There is a multitude of research out there about teacher retention, but one common theme permeates them all. This is the need for new teacher mentoring. Ideally, each district would set up a protocol for pairing experienced and novice teachers to provide the support needed for a new teacher to feel comfortable and competent in the classroom. However, mentoring can occur at the building level if a district program is not in place. Experienced teachers on staff can be the mentors that new teachers in the building need. What should mentors do, you wonder?
In trainings I have been a part of over the last two years, I have learned a lot of information about how to support the teachers I mentor. I am still working on putting these skills into effective practice, but what I have found is that our new teachers need to be heard. There are a lot of frustrations in our profession that they are encountering for the first time. Some things can feel overwhelming and almost debilitating. Having a listening ear of someone who is genuinely interested in how they are doing and feeling gives new teachers a sense of connection, which is one of the top issues in teacher retention. If a new teacher is not feeling connected to his or her staff and school community in some way, then he or she is more likely to leave.
In addition, new teachers need someone to come in and observe their practice in a non-evaluative way. This is not to critique what is being done wrong, but to praise the things they are doing right. Another issue high on the list for retaining teachers, is giving them a sense of purpose. By going into the classroom and encouraging those best practices, teachers can see the impact they are having and remain encouraged in the work they are doing. Then conversation can be directed in ways to help new teachers identify other strategies and skills that can be used to bring out the best in students. This will create challenge in the work they do and give them the purpose that will continue to keep that desire to work with children present.
Another area new teachers need assistance in is simply navigating the system. Whether this is how to request curriculum or register for professional development. I have worked most recently in helping my mentees write their goals for our district’s evaluation process. Some of these things that seem natural to experienced teachers are cumbersome and confusing to our new teachers and need to be explained and demonstrated for them to understand important procedures, such as those that make sure they get paid.

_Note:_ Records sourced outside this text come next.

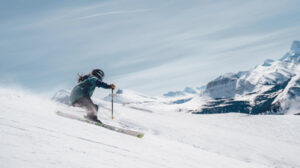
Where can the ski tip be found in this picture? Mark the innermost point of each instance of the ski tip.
(140, 135)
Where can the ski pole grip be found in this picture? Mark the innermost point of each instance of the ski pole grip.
(112, 104)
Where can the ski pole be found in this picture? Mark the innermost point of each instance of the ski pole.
(112, 104)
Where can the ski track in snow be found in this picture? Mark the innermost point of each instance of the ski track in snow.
(32, 135)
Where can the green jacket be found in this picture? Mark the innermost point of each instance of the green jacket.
(86, 88)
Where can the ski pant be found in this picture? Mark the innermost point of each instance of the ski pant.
(87, 104)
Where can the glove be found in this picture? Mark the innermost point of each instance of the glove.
(112, 86)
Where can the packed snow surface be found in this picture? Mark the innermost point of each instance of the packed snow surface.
(32, 135)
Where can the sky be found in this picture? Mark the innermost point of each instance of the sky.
(149, 46)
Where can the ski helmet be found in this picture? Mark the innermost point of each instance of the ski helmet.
(98, 73)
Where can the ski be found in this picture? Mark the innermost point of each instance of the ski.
(110, 127)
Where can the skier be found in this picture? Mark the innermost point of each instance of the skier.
(81, 93)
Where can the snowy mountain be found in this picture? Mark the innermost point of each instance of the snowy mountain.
(267, 88)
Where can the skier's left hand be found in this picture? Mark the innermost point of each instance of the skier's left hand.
(112, 86)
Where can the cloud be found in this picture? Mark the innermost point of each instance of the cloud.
(113, 13)
(153, 46)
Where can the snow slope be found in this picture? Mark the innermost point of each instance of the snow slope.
(33, 136)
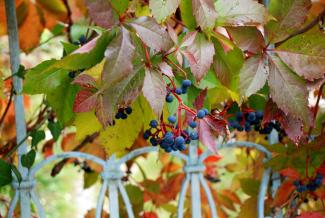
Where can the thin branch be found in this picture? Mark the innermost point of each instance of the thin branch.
(7, 107)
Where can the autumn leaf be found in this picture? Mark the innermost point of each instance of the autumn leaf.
(101, 12)
(287, 90)
(283, 193)
(200, 55)
(247, 38)
(289, 14)
(152, 34)
(161, 9)
(154, 90)
(253, 75)
(240, 13)
(305, 54)
(205, 13)
(118, 56)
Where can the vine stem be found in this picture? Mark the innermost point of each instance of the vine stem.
(7, 107)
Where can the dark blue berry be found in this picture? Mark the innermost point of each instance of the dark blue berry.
(206, 111)
(172, 119)
(169, 98)
(123, 115)
(201, 114)
(153, 123)
(178, 91)
(192, 124)
(118, 115)
(194, 136)
(153, 142)
(184, 90)
(128, 110)
(179, 140)
(259, 114)
(82, 39)
(146, 134)
(72, 74)
(239, 115)
(251, 116)
(186, 83)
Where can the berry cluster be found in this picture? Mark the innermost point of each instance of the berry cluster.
(312, 185)
(170, 135)
(252, 120)
(123, 113)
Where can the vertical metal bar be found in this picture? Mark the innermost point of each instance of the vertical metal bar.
(113, 199)
(195, 183)
(12, 28)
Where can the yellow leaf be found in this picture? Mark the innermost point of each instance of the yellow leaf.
(86, 124)
(116, 139)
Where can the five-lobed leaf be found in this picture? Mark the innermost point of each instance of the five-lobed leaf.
(200, 55)
(288, 90)
(152, 34)
(240, 13)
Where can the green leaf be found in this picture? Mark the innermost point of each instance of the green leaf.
(69, 47)
(5, 173)
(305, 54)
(16, 172)
(288, 90)
(120, 5)
(55, 129)
(240, 12)
(151, 33)
(253, 75)
(247, 38)
(250, 186)
(62, 98)
(290, 16)
(90, 179)
(27, 160)
(200, 55)
(48, 75)
(205, 13)
(161, 9)
(37, 136)
(187, 14)
(227, 66)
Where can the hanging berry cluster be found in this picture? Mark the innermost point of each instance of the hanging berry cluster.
(311, 185)
(248, 120)
(172, 135)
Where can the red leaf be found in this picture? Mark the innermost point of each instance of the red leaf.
(291, 173)
(101, 12)
(85, 80)
(85, 101)
(311, 215)
(149, 215)
(283, 193)
(199, 101)
(86, 47)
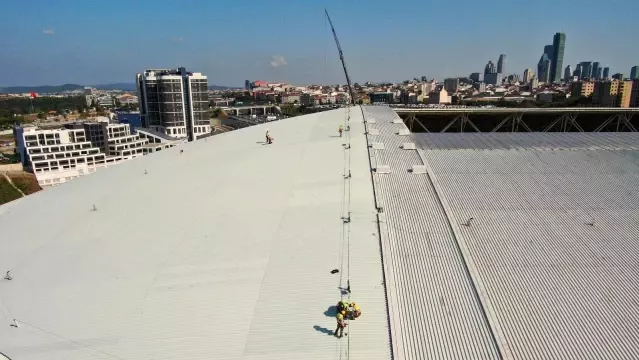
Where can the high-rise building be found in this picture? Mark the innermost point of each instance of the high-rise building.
(634, 94)
(613, 93)
(492, 78)
(544, 74)
(476, 77)
(582, 88)
(174, 102)
(586, 70)
(557, 61)
(451, 85)
(618, 76)
(501, 64)
(528, 75)
(567, 73)
(490, 68)
(542, 64)
(595, 69)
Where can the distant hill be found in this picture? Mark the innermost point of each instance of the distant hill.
(70, 87)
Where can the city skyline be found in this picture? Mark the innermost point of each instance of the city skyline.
(70, 43)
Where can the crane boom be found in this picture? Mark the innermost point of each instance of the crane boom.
(341, 58)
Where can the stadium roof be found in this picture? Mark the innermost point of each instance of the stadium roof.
(225, 250)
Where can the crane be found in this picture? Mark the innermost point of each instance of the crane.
(341, 58)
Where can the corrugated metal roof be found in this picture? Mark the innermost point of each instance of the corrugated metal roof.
(223, 251)
(555, 240)
(568, 140)
(434, 311)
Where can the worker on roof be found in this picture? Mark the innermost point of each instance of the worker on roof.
(341, 324)
(342, 306)
(354, 311)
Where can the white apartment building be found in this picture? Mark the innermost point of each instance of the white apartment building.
(174, 102)
(59, 155)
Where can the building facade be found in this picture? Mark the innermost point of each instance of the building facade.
(582, 88)
(451, 85)
(528, 75)
(634, 94)
(58, 155)
(174, 102)
(501, 64)
(615, 93)
(557, 61)
(567, 73)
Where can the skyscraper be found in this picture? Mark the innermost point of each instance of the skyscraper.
(586, 70)
(528, 75)
(567, 73)
(547, 55)
(501, 64)
(174, 102)
(490, 68)
(595, 69)
(557, 60)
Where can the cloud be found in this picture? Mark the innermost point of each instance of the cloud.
(277, 61)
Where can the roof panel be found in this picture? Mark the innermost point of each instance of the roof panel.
(222, 250)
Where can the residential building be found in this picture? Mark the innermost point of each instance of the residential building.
(451, 84)
(59, 155)
(586, 70)
(557, 61)
(577, 72)
(528, 75)
(492, 78)
(128, 99)
(582, 88)
(567, 74)
(634, 94)
(490, 68)
(306, 99)
(427, 87)
(595, 70)
(501, 64)
(174, 102)
(534, 83)
(544, 75)
(615, 93)
(476, 77)
(439, 97)
(381, 97)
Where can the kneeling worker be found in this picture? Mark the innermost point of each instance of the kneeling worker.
(355, 311)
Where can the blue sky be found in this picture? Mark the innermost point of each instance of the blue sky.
(49, 42)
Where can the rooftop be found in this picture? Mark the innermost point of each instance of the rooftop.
(464, 246)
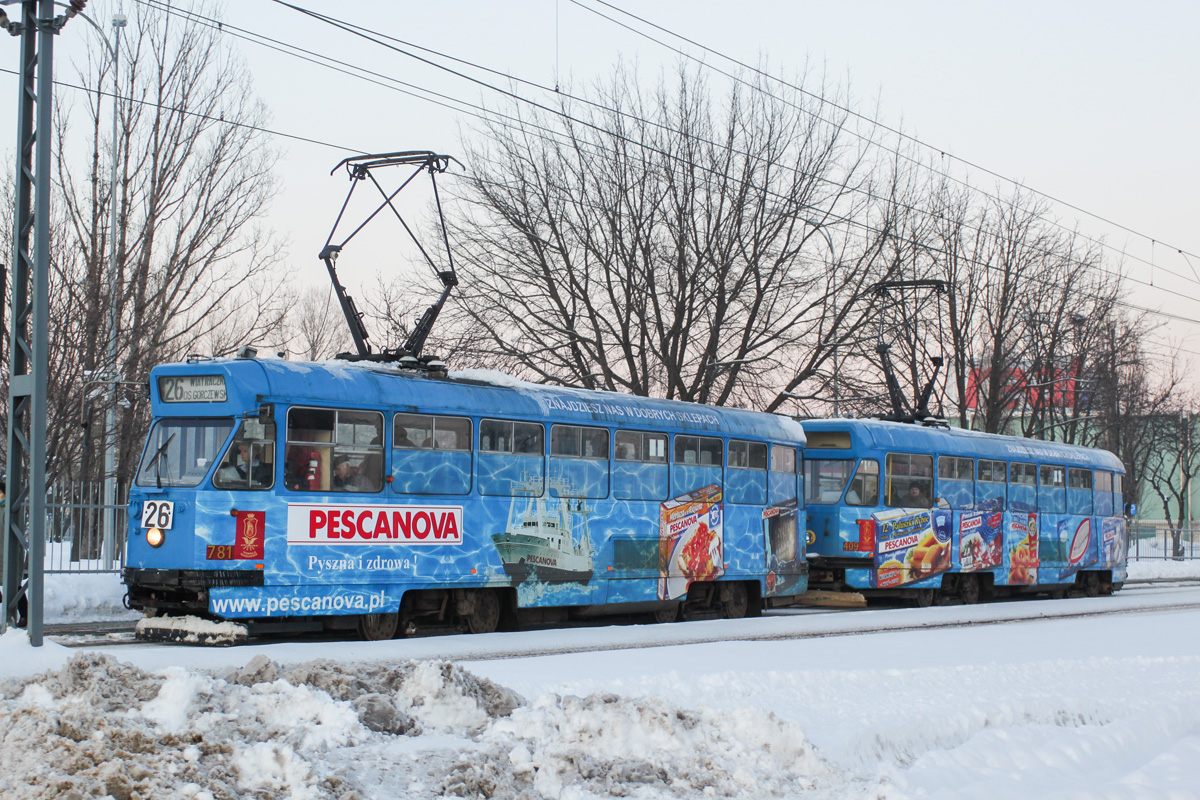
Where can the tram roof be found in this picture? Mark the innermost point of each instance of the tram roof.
(882, 434)
(475, 392)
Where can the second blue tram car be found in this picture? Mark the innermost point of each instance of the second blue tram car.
(942, 513)
(307, 495)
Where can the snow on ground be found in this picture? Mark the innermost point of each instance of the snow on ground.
(1092, 707)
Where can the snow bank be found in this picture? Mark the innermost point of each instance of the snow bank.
(99, 727)
(323, 729)
(87, 597)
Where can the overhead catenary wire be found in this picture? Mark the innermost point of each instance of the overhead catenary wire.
(490, 114)
(849, 110)
(373, 36)
(369, 32)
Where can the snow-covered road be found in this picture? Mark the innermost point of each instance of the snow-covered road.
(1089, 707)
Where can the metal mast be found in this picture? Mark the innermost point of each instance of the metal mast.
(24, 540)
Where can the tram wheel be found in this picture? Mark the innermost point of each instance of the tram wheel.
(667, 614)
(485, 617)
(969, 589)
(377, 627)
(735, 600)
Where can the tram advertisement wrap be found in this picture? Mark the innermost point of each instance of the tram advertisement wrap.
(691, 546)
(911, 546)
(981, 541)
(240, 602)
(311, 523)
(781, 535)
(1080, 552)
(1021, 549)
(1113, 542)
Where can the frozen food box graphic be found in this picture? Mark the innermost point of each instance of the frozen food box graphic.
(911, 546)
(1080, 553)
(1021, 551)
(1113, 541)
(691, 546)
(981, 540)
(781, 531)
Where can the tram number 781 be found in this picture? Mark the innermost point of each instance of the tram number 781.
(159, 513)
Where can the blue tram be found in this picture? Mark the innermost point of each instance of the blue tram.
(941, 513)
(293, 495)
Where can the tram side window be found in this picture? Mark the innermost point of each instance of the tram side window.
(697, 463)
(785, 467)
(825, 479)
(910, 481)
(955, 481)
(431, 455)
(993, 477)
(1053, 489)
(579, 462)
(864, 487)
(640, 468)
(1079, 491)
(1103, 487)
(334, 450)
(511, 458)
(1023, 486)
(249, 462)
(747, 480)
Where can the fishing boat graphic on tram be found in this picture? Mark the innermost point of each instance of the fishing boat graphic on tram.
(539, 541)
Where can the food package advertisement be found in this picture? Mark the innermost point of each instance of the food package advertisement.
(1113, 541)
(911, 546)
(1023, 548)
(981, 537)
(690, 542)
(781, 533)
(1080, 551)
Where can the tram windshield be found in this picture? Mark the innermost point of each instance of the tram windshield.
(179, 452)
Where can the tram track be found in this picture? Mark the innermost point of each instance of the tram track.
(117, 633)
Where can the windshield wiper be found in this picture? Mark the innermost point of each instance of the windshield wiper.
(154, 459)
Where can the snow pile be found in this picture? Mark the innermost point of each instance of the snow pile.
(99, 727)
(75, 597)
(324, 729)
(605, 745)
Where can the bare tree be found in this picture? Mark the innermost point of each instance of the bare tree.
(316, 326)
(1173, 465)
(666, 245)
(193, 180)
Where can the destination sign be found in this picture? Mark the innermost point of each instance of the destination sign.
(192, 389)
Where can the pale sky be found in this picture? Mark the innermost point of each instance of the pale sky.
(1091, 102)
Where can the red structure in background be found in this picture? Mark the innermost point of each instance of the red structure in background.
(1026, 390)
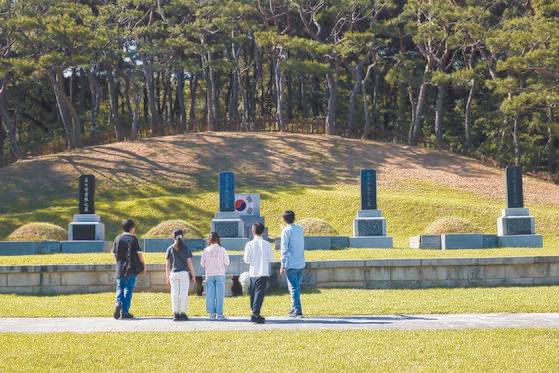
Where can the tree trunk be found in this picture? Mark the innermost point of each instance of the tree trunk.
(375, 104)
(304, 105)
(2, 140)
(279, 83)
(516, 139)
(68, 114)
(113, 104)
(416, 126)
(8, 129)
(352, 97)
(137, 93)
(467, 116)
(95, 98)
(332, 97)
(179, 74)
(152, 100)
(234, 100)
(439, 106)
(192, 113)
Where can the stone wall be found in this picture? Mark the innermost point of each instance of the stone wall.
(372, 274)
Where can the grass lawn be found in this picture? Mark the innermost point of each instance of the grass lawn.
(408, 207)
(499, 350)
(315, 302)
(310, 255)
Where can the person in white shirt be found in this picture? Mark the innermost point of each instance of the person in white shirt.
(259, 255)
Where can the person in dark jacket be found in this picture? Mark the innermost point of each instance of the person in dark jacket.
(125, 276)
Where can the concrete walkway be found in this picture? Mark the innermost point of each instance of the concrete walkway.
(384, 322)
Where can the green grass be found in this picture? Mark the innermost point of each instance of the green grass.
(409, 208)
(310, 255)
(315, 302)
(498, 350)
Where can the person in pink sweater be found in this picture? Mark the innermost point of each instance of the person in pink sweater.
(214, 260)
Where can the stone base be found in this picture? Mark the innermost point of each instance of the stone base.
(86, 218)
(248, 221)
(515, 225)
(426, 241)
(161, 244)
(373, 242)
(228, 228)
(79, 247)
(86, 231)
(515, 221)
(530, 240)
(369, 226)
(236, 244)
(467, 241)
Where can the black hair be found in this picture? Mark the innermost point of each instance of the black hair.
(258, 228)
(213, 237)
(127, 225)
(178, 245)
(289, 217)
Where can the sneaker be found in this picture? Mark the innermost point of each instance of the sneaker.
(118, 309)
(127, 316)
(257, 319)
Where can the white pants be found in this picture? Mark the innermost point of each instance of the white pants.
(180, 283)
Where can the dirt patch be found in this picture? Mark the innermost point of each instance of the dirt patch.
(259, 159)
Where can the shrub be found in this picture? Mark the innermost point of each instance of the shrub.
(39, 232)
(164, 229)
(451, 224)
(317, 227)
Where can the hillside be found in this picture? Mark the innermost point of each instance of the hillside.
(176, 177)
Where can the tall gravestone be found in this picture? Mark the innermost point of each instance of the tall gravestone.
(227, 222)
(86, 225)
(369, 227)
(516, 227)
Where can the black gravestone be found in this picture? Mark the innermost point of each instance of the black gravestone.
(226, 191)
(83, 232)
(86, 194)
(368, 189)
(515, 195)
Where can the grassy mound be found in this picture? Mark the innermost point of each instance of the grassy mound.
(164, 229)
(451, 224)
(318, 227)
(39, 232)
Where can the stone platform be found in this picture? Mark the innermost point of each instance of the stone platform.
(369, 274)
(452, 241)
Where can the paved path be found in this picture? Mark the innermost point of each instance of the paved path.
(384, 322)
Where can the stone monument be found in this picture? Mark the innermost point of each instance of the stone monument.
(369, 227)
(516, 227)
(248, 207)
(227, 222)
(86, 225)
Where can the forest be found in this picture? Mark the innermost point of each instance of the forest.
(479, 78)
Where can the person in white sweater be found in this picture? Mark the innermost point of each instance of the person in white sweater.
(259, 255)
(214, 260)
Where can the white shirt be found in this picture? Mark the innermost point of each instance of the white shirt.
(259, 254)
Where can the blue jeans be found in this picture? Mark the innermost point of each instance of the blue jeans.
(124, 290)
(294, 278)
(215, 293)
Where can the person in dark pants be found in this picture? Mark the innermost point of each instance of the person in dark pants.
(259, 255)
(125, 276)
(293, 261)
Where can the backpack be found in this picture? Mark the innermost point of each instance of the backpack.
(133, 263)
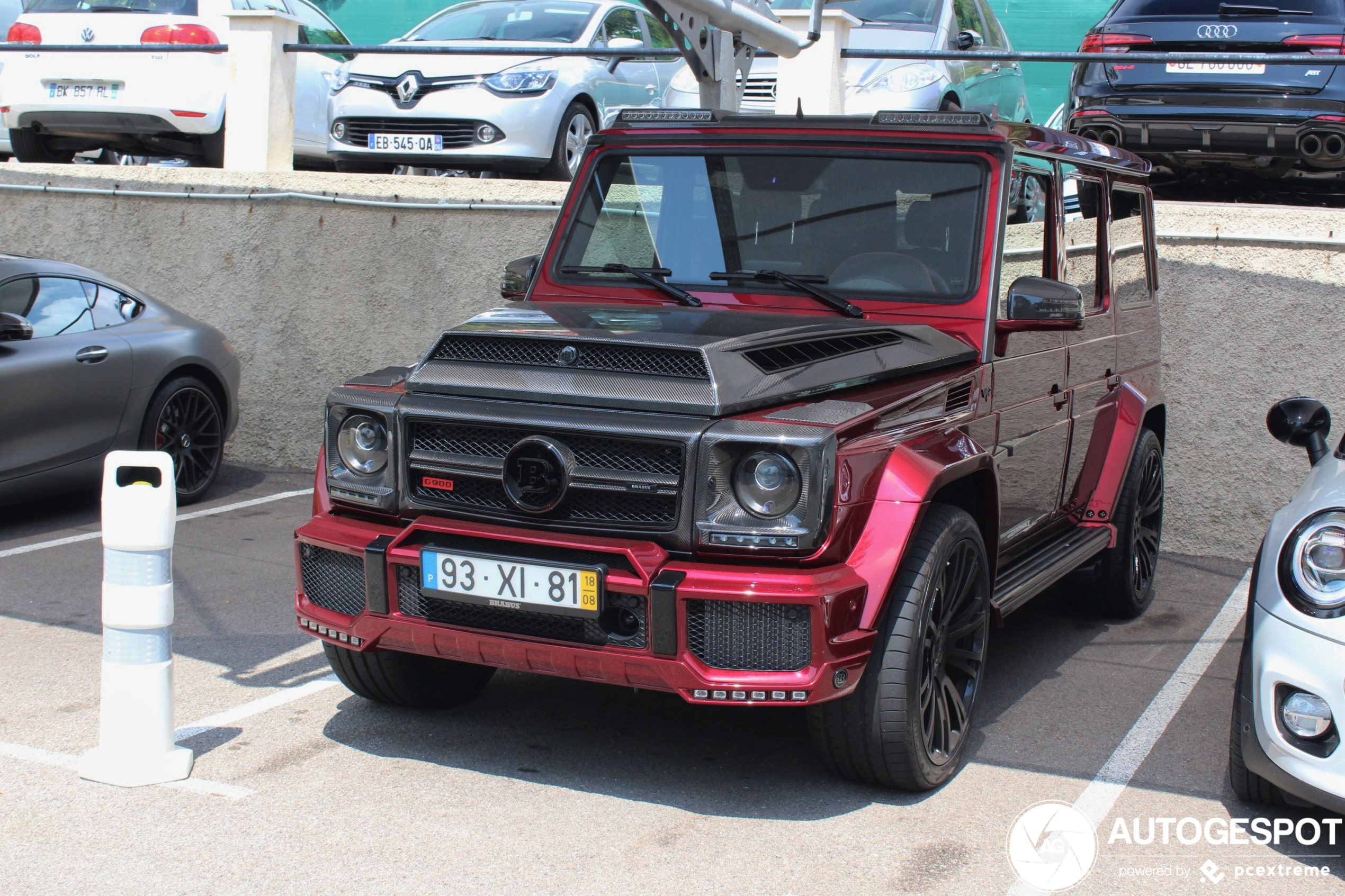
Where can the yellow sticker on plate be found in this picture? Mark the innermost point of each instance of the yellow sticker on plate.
(588, 590)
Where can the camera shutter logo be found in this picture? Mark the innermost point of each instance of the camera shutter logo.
(1052, 847)
(407, 88)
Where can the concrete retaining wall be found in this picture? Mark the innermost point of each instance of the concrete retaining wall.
(311, 293)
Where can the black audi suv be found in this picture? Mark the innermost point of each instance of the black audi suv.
(1189, 116)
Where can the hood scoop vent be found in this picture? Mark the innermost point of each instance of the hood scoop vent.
(774, 359)
(573, 355)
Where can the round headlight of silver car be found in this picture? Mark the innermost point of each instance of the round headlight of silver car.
(1316, 560)
(362, 444)
(768, 484)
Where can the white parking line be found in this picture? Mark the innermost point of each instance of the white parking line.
(252, 708)
(1110, 782)
(71, 762)
(89, 537)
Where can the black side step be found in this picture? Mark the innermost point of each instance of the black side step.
(1033, 574)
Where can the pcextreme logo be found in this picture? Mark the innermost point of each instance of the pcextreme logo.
(1052, 845)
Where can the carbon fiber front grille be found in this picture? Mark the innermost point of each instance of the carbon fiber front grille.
(410, 602)
(589, 356)
(782, 358)
(331, 580)
(455, 132)
(750, 637)
(600, 453)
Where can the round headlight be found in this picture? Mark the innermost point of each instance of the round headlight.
(1317, 559)
(767, 484)
(362, 444)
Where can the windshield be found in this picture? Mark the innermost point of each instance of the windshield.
(887, 229)
(497, 21)
(163, 7)
(896, 11)
(1136, 8)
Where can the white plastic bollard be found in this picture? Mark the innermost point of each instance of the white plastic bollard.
(136, 743)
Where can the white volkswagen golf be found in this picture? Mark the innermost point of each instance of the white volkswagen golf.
(151, 104)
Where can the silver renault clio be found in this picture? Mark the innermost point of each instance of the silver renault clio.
(498, 113)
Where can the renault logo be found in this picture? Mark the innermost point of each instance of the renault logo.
(537, 473)
(407, 88)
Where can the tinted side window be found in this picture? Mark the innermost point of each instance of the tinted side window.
(53, 305)
(1129, 256)
(1083, 199)
(1025, 230)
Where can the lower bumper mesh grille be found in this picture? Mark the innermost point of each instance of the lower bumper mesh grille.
(750, 637)
(410, 602)
(333, 581)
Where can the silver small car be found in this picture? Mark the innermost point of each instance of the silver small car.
(993, 88)
(497, 113)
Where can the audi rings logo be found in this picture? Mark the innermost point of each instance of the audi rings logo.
(537, 473)
(1052, 847)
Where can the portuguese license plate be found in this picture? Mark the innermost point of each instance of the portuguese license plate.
(1216, 68)
(512, 583)
(76, 90)
(407, 143)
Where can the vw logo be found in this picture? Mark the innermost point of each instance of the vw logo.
(537, 473)
(407, 88)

Interactions with a mentee should be very regular. I have found with my own mentees that weekly check-ins, at the very least, keep the relationship we have forged intact. Whether you mentor a new teacher in a formal program or an informal situation, the experience is rewarding for both people involved. The new teachers feel that connection and purpose provided through a caring relationship, but they also bring their own excitement and energy to the job that inevitably rubs off and reflects in our own practice.